• Ingredientes
  • tomates cherry (o los que tengamos)
  • queso de cabra (o mozzarella)
  • albahaca
  • un paquete de empanadillas
  • 1 huevo

Mi amiga N. que cocina de maravilla me inspiró para hacer esta receta. No sé de qué estábamos hablando, pero es evidente que de cocina, y me dijo que ella hacía unas empanadillas riquísimas que rellenaba tan solo con queso, tomate y albahaca.

Este verano no he comprado ni un tomate ya que entre nuestro huerto y el del vecino hemos estado totalmente abastecidos. Así que cargada de tomates como estábamos pensé que tenía que probar la receta de mi amiga. Además daba la casualidad de que hacía unos días mi vecino me había regalado un montón de tomates cherry que tenían una pinta estupenda, así que las cuatro nos pusimos manos a la obra.

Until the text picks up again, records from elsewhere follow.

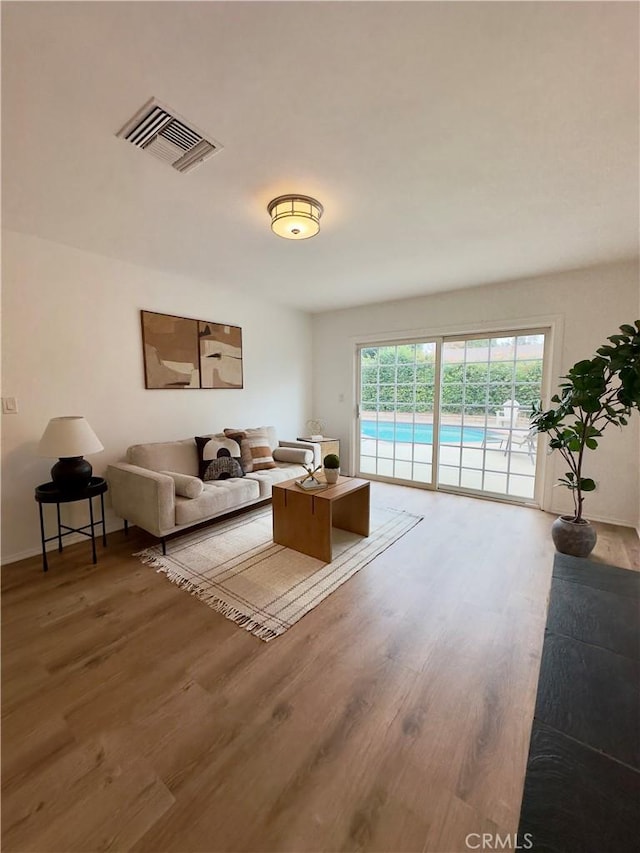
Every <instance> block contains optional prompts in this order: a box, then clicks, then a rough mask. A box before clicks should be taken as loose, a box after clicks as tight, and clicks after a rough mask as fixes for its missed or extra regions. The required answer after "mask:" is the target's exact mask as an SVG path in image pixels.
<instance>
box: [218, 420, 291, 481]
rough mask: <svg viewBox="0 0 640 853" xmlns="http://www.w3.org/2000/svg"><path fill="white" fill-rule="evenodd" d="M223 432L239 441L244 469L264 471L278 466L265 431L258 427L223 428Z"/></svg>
mask: <svg viewBox="0 0 640 853" xmlns="http://www.w3.org/2000/svg"><path fill="white" fill-rule="evenodd" d="M224 434H225V435H226V436H227V437H228V438H231V439H233V440H234V441H238V442H239V443H240V454H241V457H242V466H243V468H244V470H245V471H247V472H249V471H265V470H267V469H269V468H277V467H278V466H277V465H276V463H275V461H274V458H273V455H272V453H271V447H270V445H269V437H268V435H267V433H266V432H263V431H262V430H258V429H246V430H235V429H225V431H224Z"/></svg>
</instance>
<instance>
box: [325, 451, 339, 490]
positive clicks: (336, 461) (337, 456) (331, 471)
mask: <svg viewBox="0 0 640 853" xmlns="http://www.w3.org/2000/svg"><path fill="white" fill-rule="evenodd" d="M322 464H323V465H324V476H325V479H326V481H327V483H337V482H338V477H339V476H340V458H339V456H338V455H337V454H336V453H327V455H326V456H325V457H324V459H323V460H322Z"/></svg>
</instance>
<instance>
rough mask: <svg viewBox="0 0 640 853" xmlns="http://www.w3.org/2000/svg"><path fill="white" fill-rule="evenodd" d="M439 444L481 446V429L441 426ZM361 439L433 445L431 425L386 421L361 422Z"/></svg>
mask: <svg viewBox="0 0 640 853" xmlns="http://www.w3.org/2000/svg"><path fill="white" fill-rule="evenodd" d="M439 434H440V443H441V444H461V443H462V444H481V443H482V442H483V441H484V435H485V433H484V429H483V428H482V427H464V429H463V428H462V427H459V426H452V425H451V424H443V425H442V426H441V427H440V433H439ZM360 435H361V436H362V438H377V439H379V440H380V441H404V442H408V443H409V444H433V424H400V423H396V424H394V423H389V422H387V421H361V422H360ZM461 439H462V441H461Z"/></svg>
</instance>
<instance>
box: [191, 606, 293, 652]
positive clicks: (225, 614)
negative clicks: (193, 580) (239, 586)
mask: <svg viewBox="0 0 640 853" xmlns="http://www.w3.org/2000/svg"><path fill="white" fill-rule="evenodd" d="M199 598H200V600H201V601H204V602H205V603H206V604H208V605H209V607H211V609H212V610H215V611H217V612H218V613H221V614H222V615H223V616H225V617H226V618H227V619H230V620H231V622H235V624H236V625H239V626H240V627H241V628H244V630H245V631H249V633H250V634H253V635H254V637H259V639H261V640H264V641H265V642H269V640H273V639H274V637H278V636H279V634H278V632H277V631H274V630H273V628H267V627H266V626H265V625H262V624H261V623H260V622H256V620H255V619H253V618H252V617H251V616H247V614H246V613H243V612H242V611H241V610H238V609H237V607H232V606H231V605H230V604H227V602H226V601H223V600H222V599H221V598H216V597H215V596H214V597H207V596H206V595H201V596H199Z"/></svg>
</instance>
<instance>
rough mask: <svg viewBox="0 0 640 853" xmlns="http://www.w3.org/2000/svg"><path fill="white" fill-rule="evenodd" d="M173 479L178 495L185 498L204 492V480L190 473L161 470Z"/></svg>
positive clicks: (198, 496) (195, 496)
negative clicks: (183, 473) (203, 486)
mask: <svg viewBox="0 0 640 853" xmlns="http://www.w3.org/2000/svg"><path fill="white" fill-rule="evenodd" d="M160 473H161V474H168V475H169V476H170V477H171V478H172V479H173V484H174V487H175V490H176V495H180V497H183V498H191V499H193V498H197V497H199V496H200V495H201V494H202V488H203V486H202V480H199V479H198V478H197V477H192V476H191V475H189V474H178V473H176V472H175V471H160Z"/></svg>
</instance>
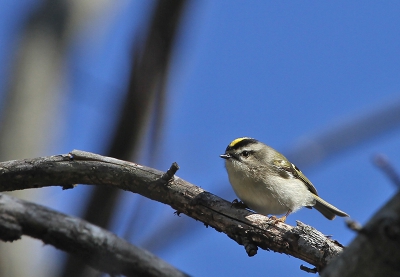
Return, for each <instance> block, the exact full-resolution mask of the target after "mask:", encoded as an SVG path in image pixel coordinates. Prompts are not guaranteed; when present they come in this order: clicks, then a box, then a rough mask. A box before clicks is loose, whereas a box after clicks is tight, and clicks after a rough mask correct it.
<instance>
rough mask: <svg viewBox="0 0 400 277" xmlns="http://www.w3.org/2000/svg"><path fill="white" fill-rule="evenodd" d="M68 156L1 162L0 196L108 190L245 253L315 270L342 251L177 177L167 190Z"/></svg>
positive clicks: (75, 153)
mask: <svg viewBox="0 0 400 277" xmlns="http://www.w3.org/2000/svg"><path fill="white" fill-rule="evenodd" d="M71 154H72V156H73V159H72V160H71V156H70V155H69V154H66V155H57V156H51V157H43V158H35V159H29V160H22V161H9V162H3V163H0V191H12V190H20V189H27V188H38V187H46V186H54V185H57V184H58V185H59V186H65V185H68V184H76V183H80V184H95V185H109V186H115V187H118V188H120V189H124V190H129V191H131V192H134V193H139V194H141V195H143V196H145V197H147V198H150V199H153V200H156V201H159V202H162V203H165V204H167V205H170V206H171V207H172V208H174V209H176V210H177V212H178V213H184V214H186V215H188V216H190V217H192V218H194V219H196V220H199V221H201V222H203V223H205V224H206V225H208V226H211V227H213V228H215V229H216V230H218V231H220V232H224V233H225V234H227V235H228V236H229V237H230V238H232V239H234V240H235V241H236V242H237V243H239V244H241V245H243V244H244V243H243V242H245V244H246V246H247V248H248V249H247V250H251V251H250V253H254V249H255V247H260V248H262V249H266V250H273V251H276V252H280V253H285V254H288V255H291V256H294V257H297V258H299V259H302V260H303V261H305V262H307V263H309V264H312V265H314V266H315V267H317V268H318V269H322V268H324V267H325V266H326V264H327V263H328V261H330V260H331V259H332V258H333V257H335V256H337V255H339V254H340V253H341V251H342V250H343V247H342V246H341V245H340V244H339V243H337V242H335V241H333V240H331V239H329V238H326V237H325V236H324V235H323V234H322V233H320V232H318V231H317V230H315V229H314V228H312V227H311V226H308V225H305V224H303V223H301V222H298V226H296V227H292V226H290V225H287V224H283V223H277V224H275V223H274V222H273V221H271V220H270V219H269V218H268V217H265V216H262V215H259V214H254V213H253V212H250V211H247V210H243V209H236V208H235V207H232V205H231V203H230V202H228V201H225V200H223V199H221V198H219V197H217V196H215V195H213V194H211V193H209V192H207V191H205V190H203V189H201V188H199V187H197V186H194V185H192V184H190V183H188V182H186V181H184V180H182V179H181V178H173V179H171V180H170V182H169V184H168V186H165V184H164V183H163V182H160V179H162V176H165V175H164V173H163V172H161V171H158V170H155V169H152V168H149V167H146V166H142V165H137V164H135V163H130V162H125V161H120V160H116V159H112V158H108V157H104V156H101V155H96V154H93V153H87V152H83V151H76V150H74V151H72V152H71Z"/></svg>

Lo primero que hicimos fue cortar los tomates cherry por la mitad y el queso de cabra a trocitos, y lo mezclamos todo en un bol, a excepción de todo el tomate y el queso de cabra que las niñas, especialmente Anna y Lea, se comían mientras cortaban los trocitos. :)

Después fuimos al huerto a por hojas de albahaca… y como la menta está al lado, las niñas también cortaron unas hojitas.

De vuelta cortamos las hojas a trocitos pequeños y lo añadimos a la mezcla anterior. Por último le echamos un poquito de aceite de oliva para que le diera ese toque tan rico. ¡Con esto ya teníamos la mezcla preparada para rellenar las empanadillas!

En un principio mi intención era hacer la típica empanadilla doblada por la mitad, pero Abril tuvo la brillante idea de hacerla tipo pizza, es decir, poner el relleno en la base y luego cubrirlo con otra base. Yo creo que va mejor, porque así no se rompe al doblarla si tiene exceso de relleno y para las niñas es más fácil de hacer. Ya solo nos quedaba el toque final, pintarlas por encima con un huevo previamente batido para que tuvieran buen color tras el horneado.

El horno lo precalentamos a 180º y las cocinamos hasta que cogieron buen color, unos 15 minutos. Este fue el resultado final:

Esta receta es ideal para hacer con niños ya que aprenden a cortar con tijeras y mezclar con la cuchara en el bol, ¡tareas que les encantan y que pueden completar en poco tiempo! Muestra de ello es que Lea, con tan solo 20 meses, participó activamente en la elaboración, especialmente en el momento de rellenar las empanadillas.